I guess I got confused by the line in your first post: "In my VB.NET app, the button is not in the form."

1) I have a login page with 2 textboxes (user, password), and a button. I debugged the page and looked at the resulting Request.Form collection. Here's what I got.
Request.Form.AllKeys(0): "__EVENTTARGET"
Request.Form.AllKeys(1): "__EVENTARGUMENT"
Request.Form.AllKeys(2): "__VIEWSTATE"
Request.Form.AllKeys(3): "txtUsername"
Request.Form.AllKeys(4): "txtPassword"
Request.Form.AllKeys(5): "cmdLogin"

Item 5 is the button. For the sake of argument, I added a second button "cmdTest" and repeated the process. The only difference was item 5:

Request.Form.AllKeys(5): "cmdTest"

So this behaves just like ASP, which makes sense because it's an HTTP behavior (vs. just .NET) to send the clicked submit button.

2) __doPostBack:
Look at the source code for a page that has some control (besides a button) that does a postback, such as a checkbox, radiobutton, DDL, etc. Even a link button has this, just look in the browser statusbar when you mouse over it.
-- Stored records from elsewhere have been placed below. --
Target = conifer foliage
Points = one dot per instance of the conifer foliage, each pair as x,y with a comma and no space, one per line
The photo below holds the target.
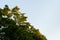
14,26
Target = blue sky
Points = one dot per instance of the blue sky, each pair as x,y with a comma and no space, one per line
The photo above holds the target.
43,14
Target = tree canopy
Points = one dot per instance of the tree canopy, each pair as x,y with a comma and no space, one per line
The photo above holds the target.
14,26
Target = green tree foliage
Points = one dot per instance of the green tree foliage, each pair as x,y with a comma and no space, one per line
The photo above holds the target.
14,26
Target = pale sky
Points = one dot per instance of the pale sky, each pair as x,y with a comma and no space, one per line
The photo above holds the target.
43,14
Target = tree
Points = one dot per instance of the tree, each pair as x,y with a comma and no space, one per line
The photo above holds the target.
14,26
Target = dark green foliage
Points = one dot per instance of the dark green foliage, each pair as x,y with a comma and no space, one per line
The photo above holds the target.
14,26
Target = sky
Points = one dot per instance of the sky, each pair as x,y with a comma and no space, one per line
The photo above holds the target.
43,14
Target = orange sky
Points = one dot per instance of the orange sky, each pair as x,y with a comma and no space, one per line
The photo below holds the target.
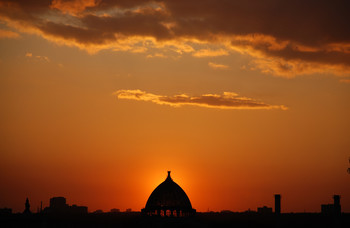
240,100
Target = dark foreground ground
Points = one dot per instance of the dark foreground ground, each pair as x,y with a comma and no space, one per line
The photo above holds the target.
135,219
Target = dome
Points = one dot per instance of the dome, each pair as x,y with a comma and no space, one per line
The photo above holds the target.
169,199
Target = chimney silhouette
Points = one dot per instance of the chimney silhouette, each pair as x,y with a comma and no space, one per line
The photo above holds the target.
337,207
277,204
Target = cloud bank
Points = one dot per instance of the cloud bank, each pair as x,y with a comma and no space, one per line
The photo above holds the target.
227,100
283,37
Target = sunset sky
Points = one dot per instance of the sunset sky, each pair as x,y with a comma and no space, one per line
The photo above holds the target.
240,99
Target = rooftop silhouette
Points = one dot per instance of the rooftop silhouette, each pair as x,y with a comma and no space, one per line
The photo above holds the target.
169,200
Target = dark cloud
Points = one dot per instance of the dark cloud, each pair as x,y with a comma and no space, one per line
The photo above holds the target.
292,32
227,100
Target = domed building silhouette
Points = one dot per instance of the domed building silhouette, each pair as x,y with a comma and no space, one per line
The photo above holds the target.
168,200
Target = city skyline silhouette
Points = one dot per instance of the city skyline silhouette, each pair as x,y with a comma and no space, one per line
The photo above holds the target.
246,102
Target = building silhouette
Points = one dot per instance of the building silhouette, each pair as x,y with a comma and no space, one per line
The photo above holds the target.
168,200
27,207
332,209
58,205
277,204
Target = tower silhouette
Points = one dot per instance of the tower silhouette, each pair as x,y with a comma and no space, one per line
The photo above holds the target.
277,204
27,207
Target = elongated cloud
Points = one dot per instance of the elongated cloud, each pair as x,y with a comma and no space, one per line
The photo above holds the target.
227,100
217,66
283,37
8,34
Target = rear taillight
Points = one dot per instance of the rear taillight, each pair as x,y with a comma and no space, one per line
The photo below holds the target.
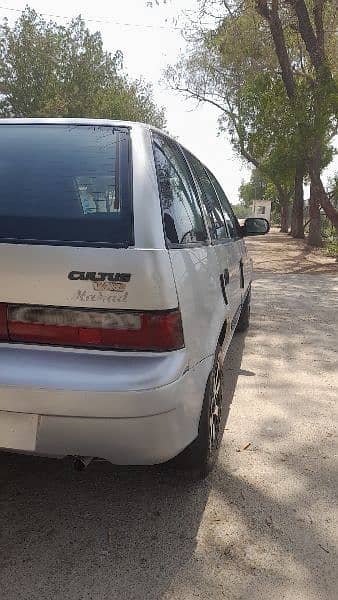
109,330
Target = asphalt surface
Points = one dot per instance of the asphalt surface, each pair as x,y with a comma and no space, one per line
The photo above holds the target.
263,526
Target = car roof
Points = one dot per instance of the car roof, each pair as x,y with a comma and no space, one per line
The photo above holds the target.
72,121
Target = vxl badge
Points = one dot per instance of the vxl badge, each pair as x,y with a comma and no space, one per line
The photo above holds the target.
102,282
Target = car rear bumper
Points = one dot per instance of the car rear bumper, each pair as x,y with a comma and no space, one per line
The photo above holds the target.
143,426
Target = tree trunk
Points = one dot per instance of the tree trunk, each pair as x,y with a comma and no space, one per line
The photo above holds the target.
315,236
314,164
297,216
284,210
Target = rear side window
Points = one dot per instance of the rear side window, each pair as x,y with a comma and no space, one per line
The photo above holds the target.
218,229
182,217
230,219
65,184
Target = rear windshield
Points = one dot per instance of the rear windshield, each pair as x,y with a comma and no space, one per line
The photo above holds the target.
65,184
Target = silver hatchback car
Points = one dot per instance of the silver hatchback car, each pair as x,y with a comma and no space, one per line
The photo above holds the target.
124,275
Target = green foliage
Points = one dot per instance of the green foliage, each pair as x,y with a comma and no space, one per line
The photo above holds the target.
241,210
51,70
235,68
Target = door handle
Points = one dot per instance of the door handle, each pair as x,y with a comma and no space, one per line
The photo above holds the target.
224,280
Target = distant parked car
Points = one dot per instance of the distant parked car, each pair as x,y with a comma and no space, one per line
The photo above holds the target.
124,276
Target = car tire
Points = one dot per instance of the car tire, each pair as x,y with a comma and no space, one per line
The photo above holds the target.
198,459
244,318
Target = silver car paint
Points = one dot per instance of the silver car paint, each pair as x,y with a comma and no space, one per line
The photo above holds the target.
126,407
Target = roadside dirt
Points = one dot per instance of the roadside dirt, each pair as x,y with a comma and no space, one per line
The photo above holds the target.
287,255
262,527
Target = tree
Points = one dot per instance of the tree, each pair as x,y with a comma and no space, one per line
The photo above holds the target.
50,70
316,125
233,68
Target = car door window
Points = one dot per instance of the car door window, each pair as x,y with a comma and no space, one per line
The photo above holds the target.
182,216
230,219
216,222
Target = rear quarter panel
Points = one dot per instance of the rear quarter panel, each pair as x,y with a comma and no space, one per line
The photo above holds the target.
203,309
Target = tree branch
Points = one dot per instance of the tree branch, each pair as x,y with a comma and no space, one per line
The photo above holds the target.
276,28
314,46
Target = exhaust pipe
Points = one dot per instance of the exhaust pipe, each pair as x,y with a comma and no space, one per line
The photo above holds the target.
80,463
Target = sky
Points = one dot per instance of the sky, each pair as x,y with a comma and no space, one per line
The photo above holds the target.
150,39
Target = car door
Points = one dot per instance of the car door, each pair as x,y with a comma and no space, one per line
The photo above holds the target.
224,245
194,261
240,258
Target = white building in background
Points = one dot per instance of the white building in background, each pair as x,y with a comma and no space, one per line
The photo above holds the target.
261,208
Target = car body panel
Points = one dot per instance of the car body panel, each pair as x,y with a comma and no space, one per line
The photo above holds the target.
127,407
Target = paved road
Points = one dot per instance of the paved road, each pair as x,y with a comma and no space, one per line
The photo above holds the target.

Whenever you have a control that requires postback (ex. checkbox with autopostback=true) ASP.NET will write out script that contains the __doPostBack function.

function __doPostBack(eventTarget, eventArgument) {
    var theform;
    theform.__EVENTTARGET.value = eventTarget.split("$").join(":");
    theform.__EVENTARGUMENT.value = eventArgument;

That function references a couple other hidden fields in the form: __EVENTTARGET and __EVENTARGUMENT. This is what holds the target and argument for the postback call. For a postback call the client-side unique ID of the control initiating the postback is the target. Argument is optional.

3) GetPostBackEventReference:
From the msdn article: "Obtains a reference to a client-side script function that causes, when invoked, the server to post back to the page."

To get intellisense for this in Visual Studio: Tools-> Options-> Text Editor-> All Languages-> Uncheck "Hide Advanced Members". (There are a host of goodies that are hidden in VS by default.)

The reason you want to use this method is that (presumably) the __doPostBack method is generated by .NET so if you hard coded it you could get into trouble. Plus, you don't need to do anything special for it, just pass in the control for which you'd like the postback reference and let .NET create the piece of JS for you.